Más dolorosa fue para el monje lombardo la lucha con el duque de Normandía. Guillermo había roto con la Santa Sede, y el Pontífice le había excomulgado. Quería el duque tener de su parte la autoridad del profesor de Bec, pero nunca pudo conseguirlo. Disimuló algún tiempo, hasta que un hecho insignificante le dió ocasión de exteriorizar su cólera. Un día, cuando Lanfranco explicaba una cuestión difícil a sus discípulos, vino a sentarse entre ellos Herfasto, capellán del duque, y empezó a hablar contra la doctrina del profesor. Herfasto era un hombre ignorante y lleno de orgullo. Su gran mérito delante de su amo era el decir la misa rápidamente, porque el duque tenía siempre prisa para ir de caza. Lanfranco no quiso entrar en disputa con el capellán, y como única respuesta mandó a uno de sus discípulos que le presentase unas tablillas donde estaba escrito el abecedario. Comprendió la ironía Herfasto, y, saltando de su asiento, salió jurando venganza.

Poco después recibió Lanfranco la orden de salir de Normandía. Los monjes lloraban y los discípulos también; pero él montó sereno en una muía coja y vieja, la única que había en el monasterio, y fue a despedirse del duque. Guillermo y sus gentes se echaron a reír viéndole de aquella manera.

—Ya veis, duque—dijo Lanfranco—, no es decoroso que mandéis así por esos mundos a uno de vuestros monjes.

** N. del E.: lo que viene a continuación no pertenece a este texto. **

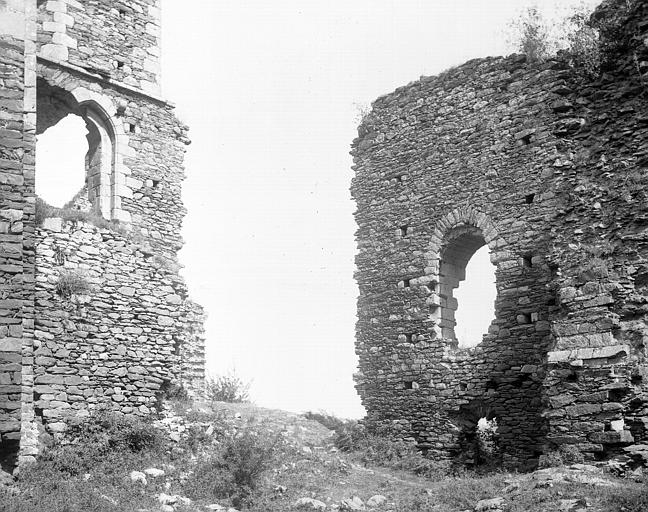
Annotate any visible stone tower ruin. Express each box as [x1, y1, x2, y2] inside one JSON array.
[[0, 0, 205, 470], [351, 0, 648, 470]]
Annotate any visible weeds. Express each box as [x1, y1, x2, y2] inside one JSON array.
[[205, 371, 251, 403], [182, 424, 284, 508], [506, 4, 600, 76], [56, 269, 92, 298], [35, 196, 129, 236]]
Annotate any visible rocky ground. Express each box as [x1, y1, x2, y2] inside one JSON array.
[[1, 401, 647, 512]]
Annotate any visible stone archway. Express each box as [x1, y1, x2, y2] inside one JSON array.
[[423, 206, 506, 349], [36, 79, 117, 219]]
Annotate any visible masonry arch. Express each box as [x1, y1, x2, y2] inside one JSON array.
[[37, 78, 117, 219], [425, 206, 504, 349]]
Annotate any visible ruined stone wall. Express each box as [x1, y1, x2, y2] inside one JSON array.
[[0, 0, 206, 469], [37, 0, 162, 96], [33, 219, 205, 432], [352, 0, 648, 470]]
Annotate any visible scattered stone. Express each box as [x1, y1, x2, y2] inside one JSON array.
[[145, 468, 165, 477], [129, 471, 147, 485], [502, 482, 520, 493], [367, 495, 387, 507], [558, 498, 588, 511], [158, 493, 178, 505], [474, 497, 504, 512], [340, 496, 365, 511], [100, 494, 118, 505], [295, 497, 327, 510]]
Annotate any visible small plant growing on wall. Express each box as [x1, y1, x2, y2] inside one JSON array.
[[506, 4, 601, 76], [56, 269, 92, 298]]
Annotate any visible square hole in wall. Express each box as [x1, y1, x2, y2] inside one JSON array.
[[116, 61, 125, 69], [525, 193, 536, 204], [400, 225, 409, 237], [129, 123, 136, 133], [522, 255, 533, 268], [517, 313, 532, 325], [404, 380, 419, 390], [402, 278, 411, 288], [151, 179, 160, 188], [405, 333, 415, 343]]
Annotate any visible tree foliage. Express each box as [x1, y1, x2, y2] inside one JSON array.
[[507, 4, 601, 76]]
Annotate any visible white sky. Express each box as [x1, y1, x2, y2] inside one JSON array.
[[37, 0, 600, 419]]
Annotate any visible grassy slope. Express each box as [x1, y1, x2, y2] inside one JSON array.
[[1, 401, 646, 512]]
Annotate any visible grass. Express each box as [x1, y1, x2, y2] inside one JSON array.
[[1, 403, 646, 512], [35, 196, 129, 236], [55, 269, 92, 298]]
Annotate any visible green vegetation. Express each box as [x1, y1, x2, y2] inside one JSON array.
[[55, 269, 92, 298], [507, 4, 600, 76], [205, 371, 251, 404], [1, 403, 647, 512], [35, 196, 129, 235]]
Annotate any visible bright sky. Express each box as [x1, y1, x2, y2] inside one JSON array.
[[37, 0, 600, 419]]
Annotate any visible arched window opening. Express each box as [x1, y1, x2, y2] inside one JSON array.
[[36, 114, 87, 208], [437, 226, 496, 349], [36, 79, 116, 219], [454, 245, 497, 348]]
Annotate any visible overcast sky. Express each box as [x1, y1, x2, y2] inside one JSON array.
[[38, 0, 601, 419]]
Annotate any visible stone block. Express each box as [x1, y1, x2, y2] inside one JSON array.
[[590, 431, 634, 444], [40, 43, 69, 61]]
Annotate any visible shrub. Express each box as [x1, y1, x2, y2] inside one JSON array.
[[205, 371, 251, 403], [56, 269, 92, 298], [509, 6, 554, 62], [35, 196, 56, 226], [507, 4, 600, 75], [563, 7, 601, 77], [331, 420, 450, 478], [183, 425, 282, 508], [26, 411, 165, 477], [539, 443, 585, 468]]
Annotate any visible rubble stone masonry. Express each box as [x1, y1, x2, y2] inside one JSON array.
[[0, 0, 205, 470], [351, 0, 648, 470]]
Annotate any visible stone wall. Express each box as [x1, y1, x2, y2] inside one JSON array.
[[37, 0, 162, 96], [351, 0, 648, 470], [33, 218, 205, 432], [0, 0, 38, 471], [0, 0, 206, 470]]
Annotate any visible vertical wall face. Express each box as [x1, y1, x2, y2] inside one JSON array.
[[0, 0, 37, 469], [29, 0, 205, 436], [352, 0, 648, 470], [37, 0, 162, 96], [0, 0, 204, 468], [351, 56, 567, 469]]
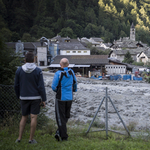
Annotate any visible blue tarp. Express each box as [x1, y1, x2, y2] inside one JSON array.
[[110, 75, 122, 80], [123, 75, 131, 80], [133, 76, 143, 80]]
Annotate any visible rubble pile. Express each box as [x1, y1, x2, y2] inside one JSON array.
[[44, 74, 150, 130]]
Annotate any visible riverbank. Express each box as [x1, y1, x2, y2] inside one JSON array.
[[43, 72, 150, 131]]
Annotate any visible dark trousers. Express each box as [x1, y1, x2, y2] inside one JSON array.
[[55, 99, 72, 139]]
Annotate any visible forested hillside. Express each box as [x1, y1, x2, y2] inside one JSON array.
[[1, 0, 150, 45]]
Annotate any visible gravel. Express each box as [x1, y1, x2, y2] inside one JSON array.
[[43, 72, 150, 131]]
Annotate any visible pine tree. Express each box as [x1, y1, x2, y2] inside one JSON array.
[[123, 51, 134, 64], [0, 34, 22, 84]]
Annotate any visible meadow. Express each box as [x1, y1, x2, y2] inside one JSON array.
[[1, 117, 150, 150]]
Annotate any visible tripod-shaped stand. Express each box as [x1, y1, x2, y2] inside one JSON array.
[[86, 87, 130, 138]]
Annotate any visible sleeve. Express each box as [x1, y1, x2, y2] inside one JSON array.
[[14, 68, 20, 99], [51, 72, 60, 92], [72, 70, 77, 92], [38, 71, 47, 102]]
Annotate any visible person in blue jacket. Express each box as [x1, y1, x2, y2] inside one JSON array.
[[14, 52, 46, 144], [52, 58, 77, 141]]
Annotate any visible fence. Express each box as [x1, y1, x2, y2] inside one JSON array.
[[0, 84, 48, 128]]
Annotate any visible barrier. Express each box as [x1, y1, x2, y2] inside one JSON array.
[[110, 75, 122, 80], [133, 76, 143, 81], [123, 74, 131, 80]]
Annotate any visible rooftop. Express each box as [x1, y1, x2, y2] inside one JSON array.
[[51, 55, 109, 65]]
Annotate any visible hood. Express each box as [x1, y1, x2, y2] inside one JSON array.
[[22, 63, 36, 73]]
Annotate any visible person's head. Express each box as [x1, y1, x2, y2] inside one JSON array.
[[25, 52, 34, 63], [60, 58, 69, 68]]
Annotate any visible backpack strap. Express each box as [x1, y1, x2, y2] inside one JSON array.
[[57, 69, 74, 87]]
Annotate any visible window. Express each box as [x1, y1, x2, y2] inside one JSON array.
[[78, 51, 81, 53], [66, 51, 70, 53], [73, 51, 76, 53], [84, 51, 87, 53]]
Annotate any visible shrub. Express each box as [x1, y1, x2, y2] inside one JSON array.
[[132, 61, 144, 66]]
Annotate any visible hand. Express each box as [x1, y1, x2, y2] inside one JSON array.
[[40, 101, 46, 108]]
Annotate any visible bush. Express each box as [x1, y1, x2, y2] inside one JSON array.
[[132, 62, 144, 66]]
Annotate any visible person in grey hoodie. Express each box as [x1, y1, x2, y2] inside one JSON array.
[[14, 52, 46, 144]]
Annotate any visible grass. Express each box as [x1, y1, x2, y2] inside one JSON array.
[[1, 119, 150, 150]]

Guillermo estaba entonces de buen humor; llamó al monje, se reconcilió con él y le prometió arreglar cuanto antes los asuntos que tenía con Roma. Fue tan sincera la reconciliación, que poco después el duque se apoderó de Inglaterra y puso a Lanfranco en la silla primada de Cantorbery.

Lanfranco era más erudito que filósofo; pero valía más todavía como gobernante. Fue durante quince años el verdadero amo de Inglaterra, y fueron quince años de paz, gracias a la fuerza de su carácter y a la flexibilidad de su genio. Sin olvidar los principios cuando estaba interesada su conciencia, era, sobre todo, hombre de expedientes. Delante del conquistador, acostumbrado a subyugarlo todo, incluso a la Iglesia, sabía ceder en cosas pequeñas para evitar grandes males.

Gregorio VII le escribía desaprobando aquella política; pero Lanfranco tomaba de las cartas del Pontífice solamente el espíritu. «Si él estuviese aquí —decía—, obraría como yo.» De esta suerte consiguió cuanto quiso del rey.

Aquella política no le hubiera valido con su hijo y sucesor. Cuando Guillermo el Rojo le presentó el testamento en que su padre le dejaba el reino de Inglaterra, Lanfranco dudó de consagrarlo. Conocía muy bien a aquel hombre gordo, pequeño, de ojos atigrados, de vientre prominente y cuadradas espaldas. En él adivinaba un tirano feroz. Pero el destinado a luchar con el Rojo era su discípulo Anselmo. El maestro moría poco después de la consagración.

—No olvides nunca tus promesas — decía entonces al nuevo rey.

Y el rey le respondía:

—¿Quién podrá acordarse de todas las palabras que dice?